At the same time, you know that there’s another person on the other end, and that knowledge does some of the lifting.

The entire “so how you been” dinner scene was added after-the-fact because, before I added it, some playtesters were sometimes going “it’s cool but it’s not that different from playing a game with a cool NPC” - the idea was that by pushing a very obvious “you have 3 choices and they probably have 3 choices and sometimes you say yes/no” it feels like the other player consciously picked a choice - even when they didn’t. I actually think this went really well because when the SF Bay Area meetup group was playing it the player controlling Ebi at one point said over the call, “Oh, it railroaded me into picking that.” So, I think that worked well.

The timed portion, less so, because what I ended up doing was completely splitting the players up. This is because of technical and design limitations, not because I wanted to - originally I wanted each player to be able to tend to King and give chase to the attackers, but differently (Jeku could drive the car, Ebi could run, for example) and the idea was that the timed section would push them to coordinate. The issue with that is that reconciling two distinct player tracks which could intersect at too many different points was just too hard; what happens if Jeku hops in the car while Ebi is halfway through the chase? If Ebi catches up and is fistfighting the kidnappers, do I have to write a whole other set of text for Jeku when he arrives? Sufficient massaging could solve this problem but eh, don’t got time; I cut it so Jeku can’t chase and Ebi can’t do first aid. Therefore, the vast majority of players will hit Ebi’s chase action before the scene times out and almost everybody got the “Ebi catches the kidnappers” ending in playtesting.

As a consequence, Ebi basically got most of the plot advancement. Eh.

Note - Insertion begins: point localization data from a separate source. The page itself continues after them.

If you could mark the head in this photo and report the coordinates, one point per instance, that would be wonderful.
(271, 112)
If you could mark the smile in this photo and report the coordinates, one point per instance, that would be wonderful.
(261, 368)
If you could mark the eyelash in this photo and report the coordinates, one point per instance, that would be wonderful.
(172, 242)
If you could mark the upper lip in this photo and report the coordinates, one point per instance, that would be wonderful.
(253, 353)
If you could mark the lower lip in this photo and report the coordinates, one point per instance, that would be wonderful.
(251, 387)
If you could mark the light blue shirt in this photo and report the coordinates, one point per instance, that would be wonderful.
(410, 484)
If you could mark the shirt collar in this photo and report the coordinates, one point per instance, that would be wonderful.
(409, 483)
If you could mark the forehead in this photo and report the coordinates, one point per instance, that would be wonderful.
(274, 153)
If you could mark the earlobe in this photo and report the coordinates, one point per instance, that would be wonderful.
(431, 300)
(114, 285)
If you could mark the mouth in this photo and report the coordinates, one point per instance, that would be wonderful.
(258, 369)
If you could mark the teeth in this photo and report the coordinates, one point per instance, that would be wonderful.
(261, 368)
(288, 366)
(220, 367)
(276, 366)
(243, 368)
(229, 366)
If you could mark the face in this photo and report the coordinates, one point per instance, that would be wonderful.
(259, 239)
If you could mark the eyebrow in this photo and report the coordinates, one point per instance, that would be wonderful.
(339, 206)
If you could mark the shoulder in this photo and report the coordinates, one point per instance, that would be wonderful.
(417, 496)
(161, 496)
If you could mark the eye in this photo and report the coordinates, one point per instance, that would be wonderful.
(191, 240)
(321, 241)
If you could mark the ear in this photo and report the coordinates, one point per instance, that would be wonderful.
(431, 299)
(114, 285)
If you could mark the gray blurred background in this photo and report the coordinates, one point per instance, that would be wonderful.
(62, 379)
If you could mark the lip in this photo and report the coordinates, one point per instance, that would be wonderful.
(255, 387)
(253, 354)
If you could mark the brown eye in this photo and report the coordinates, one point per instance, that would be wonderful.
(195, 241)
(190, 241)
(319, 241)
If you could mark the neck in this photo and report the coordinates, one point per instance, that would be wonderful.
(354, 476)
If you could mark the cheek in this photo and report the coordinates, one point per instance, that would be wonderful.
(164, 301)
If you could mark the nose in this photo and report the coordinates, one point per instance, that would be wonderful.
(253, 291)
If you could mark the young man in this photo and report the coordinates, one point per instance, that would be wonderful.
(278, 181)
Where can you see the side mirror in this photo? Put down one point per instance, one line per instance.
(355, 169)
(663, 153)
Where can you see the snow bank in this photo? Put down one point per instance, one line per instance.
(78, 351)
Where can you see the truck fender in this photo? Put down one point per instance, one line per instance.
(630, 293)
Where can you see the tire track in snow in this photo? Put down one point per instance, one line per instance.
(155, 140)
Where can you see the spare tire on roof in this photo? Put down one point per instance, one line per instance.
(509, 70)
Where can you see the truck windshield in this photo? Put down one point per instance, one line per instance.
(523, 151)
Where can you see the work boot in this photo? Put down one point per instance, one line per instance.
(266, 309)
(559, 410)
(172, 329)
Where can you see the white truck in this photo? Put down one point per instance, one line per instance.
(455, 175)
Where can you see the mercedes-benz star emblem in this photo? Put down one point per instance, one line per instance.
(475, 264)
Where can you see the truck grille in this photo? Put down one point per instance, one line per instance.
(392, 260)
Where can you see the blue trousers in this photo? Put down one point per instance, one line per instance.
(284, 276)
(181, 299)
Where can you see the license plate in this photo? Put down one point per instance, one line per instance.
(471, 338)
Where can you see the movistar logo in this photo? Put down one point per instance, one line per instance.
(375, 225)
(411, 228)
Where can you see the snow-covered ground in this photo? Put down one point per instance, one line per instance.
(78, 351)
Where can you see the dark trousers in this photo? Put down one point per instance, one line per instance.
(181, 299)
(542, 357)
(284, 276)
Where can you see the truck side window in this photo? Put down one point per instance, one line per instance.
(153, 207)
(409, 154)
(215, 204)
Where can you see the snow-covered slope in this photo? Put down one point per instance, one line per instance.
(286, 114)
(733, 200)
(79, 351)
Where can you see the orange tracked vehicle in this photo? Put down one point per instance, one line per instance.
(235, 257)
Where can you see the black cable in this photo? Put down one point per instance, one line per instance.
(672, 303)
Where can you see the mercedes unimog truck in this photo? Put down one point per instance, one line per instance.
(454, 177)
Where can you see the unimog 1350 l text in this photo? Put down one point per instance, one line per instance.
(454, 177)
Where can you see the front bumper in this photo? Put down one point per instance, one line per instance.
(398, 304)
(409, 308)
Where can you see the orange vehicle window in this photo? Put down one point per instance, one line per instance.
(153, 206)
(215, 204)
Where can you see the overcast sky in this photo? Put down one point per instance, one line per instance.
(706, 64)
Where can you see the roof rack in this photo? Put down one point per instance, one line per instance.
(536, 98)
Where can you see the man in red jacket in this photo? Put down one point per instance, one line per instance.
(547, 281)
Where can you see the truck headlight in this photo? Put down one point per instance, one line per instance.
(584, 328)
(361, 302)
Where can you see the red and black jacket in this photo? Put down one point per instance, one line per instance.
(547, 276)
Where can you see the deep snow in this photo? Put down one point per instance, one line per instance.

My main takeaway here is that giving two players a buffet of options, all of which impact shared state, means you gotta do a lot of extra writing, and anybody making multiplayer games where that comes up should either avoid it or go wild on tricks.

A Note On Popularity

Looking at the itch.io stats, not many people played this game. That’s of course deeply unsurprising - a multiplayer game needs a partner, and unless you have one already at hand, you’re unlikely to go through the trouble of finding one. Compounding the issue is that there’s little to no replayability for most IF, and certainly not for such a narrative-heavy work as this. I think if a similar game gets made doing something like an in-game signup sheet might be helpful, but it’s definitely going to have a smaller audience.

My Takeaways

  • Release stuff in IFComp if you want people to look at it with a critical eye
  • The technical aspects of multiplayer weren’t as hard as the writing parts (but only because I’m a software developer; this wouldn’t be true for the vast majority of authors)
  • Branching is a huge problem in normal choice games but it’s way worse when you try to offer choices to multiple people
  • Don’t have two players trying to mess with the same complex moving state; even if it weren’t real-time it’d be a giant writing snarl
  • Having the players have an in-character incentive for minor hidden information is funner than not
11 Likes

If anybody who played the game reads this and is looking at it with their head tiled and going “Well I don’t know about that part of the post-mortem” tell me!